The United Arab Emirates (UAE) eased some of its harsh drug laws, relaxing penalties for tourists who enter the country with products infused with THC. The new protocol for Dubai travelers is to confiscate and destroy cannabis products instead of imposing hard time.
Sheikh Khalifa bin Zayed Al Nahyan, president of the UAE, announced the new changes on November 27. As part of a series of sweeping changes, people who are convicted of drug-related crimes may serve time in secure detention offering treatment and education instead of prison time. In addition, deportation for non-citizens in drug use and possession cases is no longer mandatory.

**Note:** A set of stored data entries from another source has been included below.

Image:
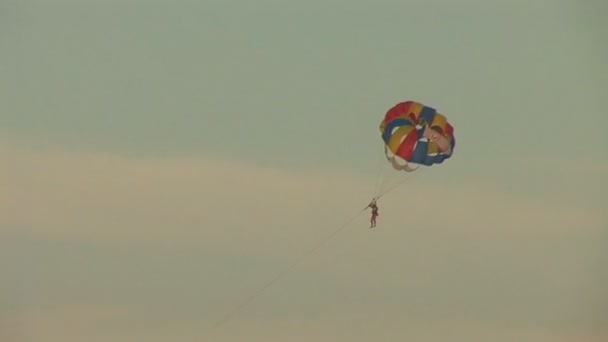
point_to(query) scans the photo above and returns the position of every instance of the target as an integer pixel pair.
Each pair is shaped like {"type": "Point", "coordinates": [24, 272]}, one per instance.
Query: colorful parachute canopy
{"type": "Point", "coordinates": [418, 134]}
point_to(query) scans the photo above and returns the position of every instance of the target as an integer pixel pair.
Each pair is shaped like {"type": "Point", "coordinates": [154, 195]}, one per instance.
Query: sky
{"type": "Point", "coordinates": [162, 162]}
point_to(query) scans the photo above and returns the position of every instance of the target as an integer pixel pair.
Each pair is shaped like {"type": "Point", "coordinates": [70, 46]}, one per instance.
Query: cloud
{"type": "Point", "coordinates": [446, 247]}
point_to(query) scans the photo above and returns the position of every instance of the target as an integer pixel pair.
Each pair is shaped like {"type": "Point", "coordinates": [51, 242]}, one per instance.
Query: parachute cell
{"type": "Point", "coordinates": [416, 134]}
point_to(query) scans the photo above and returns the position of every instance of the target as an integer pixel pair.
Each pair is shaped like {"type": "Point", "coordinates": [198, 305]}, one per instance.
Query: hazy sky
{"type": "Point", "coordinates": [164, 160]}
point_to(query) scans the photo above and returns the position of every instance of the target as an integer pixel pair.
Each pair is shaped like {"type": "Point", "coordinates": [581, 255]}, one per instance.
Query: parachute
{"type": "Point", "coordinates": [414, 134]}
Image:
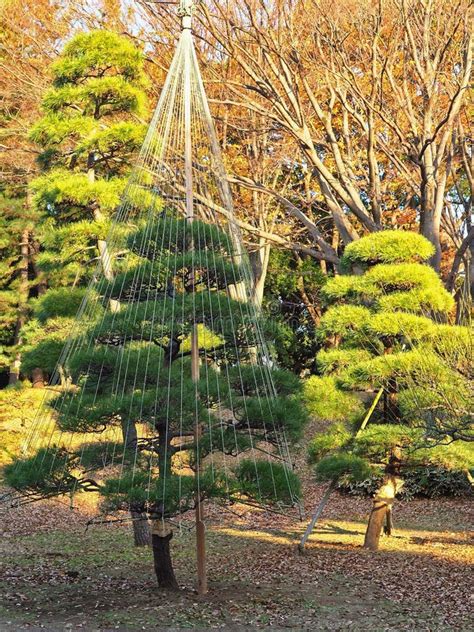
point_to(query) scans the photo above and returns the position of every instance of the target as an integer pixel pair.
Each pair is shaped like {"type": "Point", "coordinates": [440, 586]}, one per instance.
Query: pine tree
{"type": "Point", "coordinates": [136, 374]}
{"type": "Point", "coordinates": [88, 135]}
{"type": "Point", "coordinates": [16, 278]}
{"type": "Point", "coordinates": [385, 327]}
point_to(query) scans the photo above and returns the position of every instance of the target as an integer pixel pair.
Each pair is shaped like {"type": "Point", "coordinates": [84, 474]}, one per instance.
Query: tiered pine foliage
{"type": "Point", "coordinates": [88, 136]}
{"type": "Point", "coordinates": [386, 325]}
{"type": "Point", "coordinates": [135, 375]}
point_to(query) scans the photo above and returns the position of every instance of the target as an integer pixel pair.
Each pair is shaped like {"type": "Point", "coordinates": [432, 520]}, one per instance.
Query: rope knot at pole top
{"type": "Point", "coordinates": [185, 11]}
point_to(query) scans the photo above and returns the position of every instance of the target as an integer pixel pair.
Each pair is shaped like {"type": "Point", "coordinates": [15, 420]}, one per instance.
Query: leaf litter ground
{"type": "Point", "coordinates": [55, 575]}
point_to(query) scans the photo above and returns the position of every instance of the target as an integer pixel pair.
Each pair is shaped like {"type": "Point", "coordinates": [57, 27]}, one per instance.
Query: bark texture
{"type": "Point", "coordinates": [162, 562]}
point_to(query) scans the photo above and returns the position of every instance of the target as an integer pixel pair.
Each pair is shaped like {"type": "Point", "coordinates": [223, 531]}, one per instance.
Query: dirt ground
{"type": "Point", "coordinates": [56, 575]}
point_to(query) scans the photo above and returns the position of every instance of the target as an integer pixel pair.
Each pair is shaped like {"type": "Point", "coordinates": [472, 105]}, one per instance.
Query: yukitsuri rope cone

Until recently, drug possession was not tolerated in any degree in the UAE. Carrying residual amounts of any drug—including cannabis—could land you years in prison. As little as five years ago, four years was the minimum jail sentence for drug crimes. High Times routinely called it one of the worst countries with some of the “strictest weed laws.”
But the nation updated its outdated laws. The new legislation was outlined in the Official Gazette. The latest issue of the Official Gazette can be downloaded here. First-time offenders will receive minimum sentences of three months as part of a new approach that hopes to integrate “drug users” back into society, but also imposing harsher punishments for serial offenders.
The Official Gazette is a periodic publication issued by the Government of Dubai through the Supreme Legislation Committee (SLC). According to the government’s website, it contains all legislation issued by the Government of Dubai including laws, decrees, resolutions, regulations, bylaws, instructions and orders.
Carrying food, drinks or any other cannabis-infused products will no longer be a criminal offense. Instead, such items will simply be confiscated and destroyed. The UAE previously reduced minimum sentences for cannabis from four years to two in 2016.
The National News, which reports on the UAE, announced that the new legislation will go into effect on January 2. “The legislator gave the court freedom to decide the penalty between either imprisonment or fine in the first and second instances but in the third instance, a penalty of combined prison and fine is mandatory,” Dr. Hasan Elhais, of Al Rowaad Advocates, told National News.
“We can clearly see a recognition of the need for a co-ordinated approach that considers criminal justice and public health in regards to using drugs,” Dr. Elhais said. “While justice is at the heart of the new law, we can also see how the issue of using drugs is being looked at as an illness rather than a crime.”
Americans tend to run into a bit of culture clash in UAE: for instance, it’s illegal to say “fuck” in public or take photos of people without their permission. The same applies to the degree of punishment for cannabis.
Last April, American Peter Clark found himself in legal jeopardy over testing positive for cannabinoids, even though he consumed it in the United States. The website “Detained in Dubai”, a group founded by Radha Stirling, claims to “have helped thousands of victims of injustice over the past 10 years.”
It was there High Times caught on about the case of Clark, who learned the hard way that Dubai does not play around when it comes to cannabis. Unfortunately, this was before the law of the land was updated.
“I was absolutely stunned to learn that I was being charged due to residual marijuana in my system. I smoked it legally back in America long before I even got on the plane,” he told the Daily Mail. “I knew about Dubai’s strict drug laws but never for one moment did I think something I legally did in my own country would lead to my arrest.”
With the nation’s new laws on drugs, it’s clear the times have changed.